Yasmine mengembuskan napas dengan perlahan. Terasa sesak. Satu jawaban atas tindakan dari pasangan itu mendatangi hotel tempatnya menginap langsung membuatnya berjengit. Kebohongannya sudah terbongkar dan artinya dia harus menyiapkan argumen terhadap Grace.
•••
Mata Dira terus mengawasi Grace selagi menyiapkan makan malam di dapur. Kedatangan sopir taksi yang mengantar Yasmine ke hotel membuat mereka terkejut dengan mengembalikan selembar foto yang ditemukan di taksi. Grace diliputi kebingungan saat menerima foto dirinya bersama Yasmine memegang bingkai foto ibu mereka. Berkat alamat yang tercantum di belakang lembar foto itu pula si sopir taksi mengunjungi rumah mereka.
“Maaf saya tidak bisa lebih awal mengembalikannya karena ada urusan mendesak yang saya lakukan,” ujar sopir taksi. “Saya pikir jika tidak segera saya kembalikan wanita itu akan bertambah sedih.”
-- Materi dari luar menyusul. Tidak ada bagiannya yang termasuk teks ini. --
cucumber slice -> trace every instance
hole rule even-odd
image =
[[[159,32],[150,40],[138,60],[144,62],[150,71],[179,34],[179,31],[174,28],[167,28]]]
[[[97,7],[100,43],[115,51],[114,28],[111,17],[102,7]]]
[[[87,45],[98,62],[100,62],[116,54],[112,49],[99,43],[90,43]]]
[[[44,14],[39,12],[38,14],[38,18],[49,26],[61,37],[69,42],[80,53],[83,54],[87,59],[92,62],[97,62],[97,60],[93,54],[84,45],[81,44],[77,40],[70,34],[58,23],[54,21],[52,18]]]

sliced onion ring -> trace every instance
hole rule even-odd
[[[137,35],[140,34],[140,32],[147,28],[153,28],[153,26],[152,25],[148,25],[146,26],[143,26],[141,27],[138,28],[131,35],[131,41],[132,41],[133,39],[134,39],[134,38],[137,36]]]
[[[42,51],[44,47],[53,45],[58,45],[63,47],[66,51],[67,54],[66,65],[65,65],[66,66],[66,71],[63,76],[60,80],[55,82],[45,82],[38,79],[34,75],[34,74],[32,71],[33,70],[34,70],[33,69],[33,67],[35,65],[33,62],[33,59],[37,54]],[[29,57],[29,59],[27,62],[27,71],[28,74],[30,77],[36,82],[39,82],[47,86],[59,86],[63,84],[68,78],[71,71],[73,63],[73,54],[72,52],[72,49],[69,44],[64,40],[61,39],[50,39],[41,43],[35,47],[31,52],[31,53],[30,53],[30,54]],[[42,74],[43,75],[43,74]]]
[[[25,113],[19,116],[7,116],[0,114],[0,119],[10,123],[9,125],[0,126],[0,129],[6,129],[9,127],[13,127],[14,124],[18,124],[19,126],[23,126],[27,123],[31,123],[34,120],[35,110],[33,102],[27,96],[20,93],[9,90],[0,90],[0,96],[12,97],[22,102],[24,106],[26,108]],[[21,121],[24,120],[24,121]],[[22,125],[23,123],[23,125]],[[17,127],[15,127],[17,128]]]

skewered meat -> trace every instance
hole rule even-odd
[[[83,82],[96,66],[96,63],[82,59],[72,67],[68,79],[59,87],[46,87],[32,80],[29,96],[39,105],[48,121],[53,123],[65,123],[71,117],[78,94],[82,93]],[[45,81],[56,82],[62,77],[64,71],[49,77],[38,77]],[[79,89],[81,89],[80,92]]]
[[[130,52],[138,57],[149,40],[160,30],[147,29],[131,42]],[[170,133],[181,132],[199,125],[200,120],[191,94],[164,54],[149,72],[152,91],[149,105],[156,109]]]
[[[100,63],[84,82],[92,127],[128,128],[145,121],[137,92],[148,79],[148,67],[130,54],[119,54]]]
“Bertambah sedih? Kenapa?” tanya Grace bingung.
“Saya pikir benda itu sangat penting. Dia terus menatap foto itu dengan gelisah dan wajahnya menunjukkan kesedihan. Dia bahkan tidak turun saat tiba di sini. Jadi saya mengantarnya ke hotel.”
Apa yang dia sembunyikan dariku? Grace sangat tidak menyukai dengan permainan tebak-tebakan. Akhirnya dia mencari tahu keberadaan Yasmine di hotel. Di saat seperti ini dia sangat beruntung bahwa suaminya menjadi konsultan arsitek di hotel tempat Yasmine menginap, sehingga mempermudah dalam mengorek tentang identitas si penginap. Tanpa diduga, informasi yang didapat dari resepsionis memberi kejutan bahwa salah satu tamu mereka menggunakan nama Yasmine Ellison. Apakah orang itu adalah Yasmine? Tapi mengapa tidak memakai Tamada? Ketika segala tanya berputar, pria yang memiliki nama keluarga Tamada menelpon.
“Paman menelpon di waktu yang tepat,” Grace lebih dahulu menyapa si penelpon.
“Benarkah? Kuharap juga begitu,” jawab Tamada Hiro. “Maafkan aku yang tidak bisa menjaganya dengan baik. Bagaimana dengan luka jahitan di pergelangan tangannya? Apa perbannya sudah diganti dengan baik dengan dokter di sana? Kuharap bisa segera sembuh. Aku sangat khawatir dan-"
"Paman ... tunggu sebentar," Grace menyela ucapan Hiro yang beruntun itu. Dia sangat bingung, "bisakah dengan perlahan Paman menjelaskan padaku tentang apa sebenarnya ini? Kenapa Paman bicara soal luka jahitan dan perban? Apa yang terjadi dengan Yasmine?”
“Eh? A-Apa?” Hiro di seberang sana langsung terkejut sekaligus gugup. Hal ini di luar dugaannya. Dia tidak menyangka jika Yasmine belum bercerita. Oh, anak itu…
Hiro masih menjeda hubungan telepon itu. "Baiklah, Paman jangan khawatir," sela Grace cepat mendengar reaksi pria itu yang masih belum bersuara. "Aku akan memastikan Yasmine baik-baik saja di sini dan menyuruhnya untuk menghubungi Paman kembali."
Hubungan via telepon itu diakhiri Grace dengan gelisah. "Apa yang sudah terjadi sampai dia berbohong seperti itu?"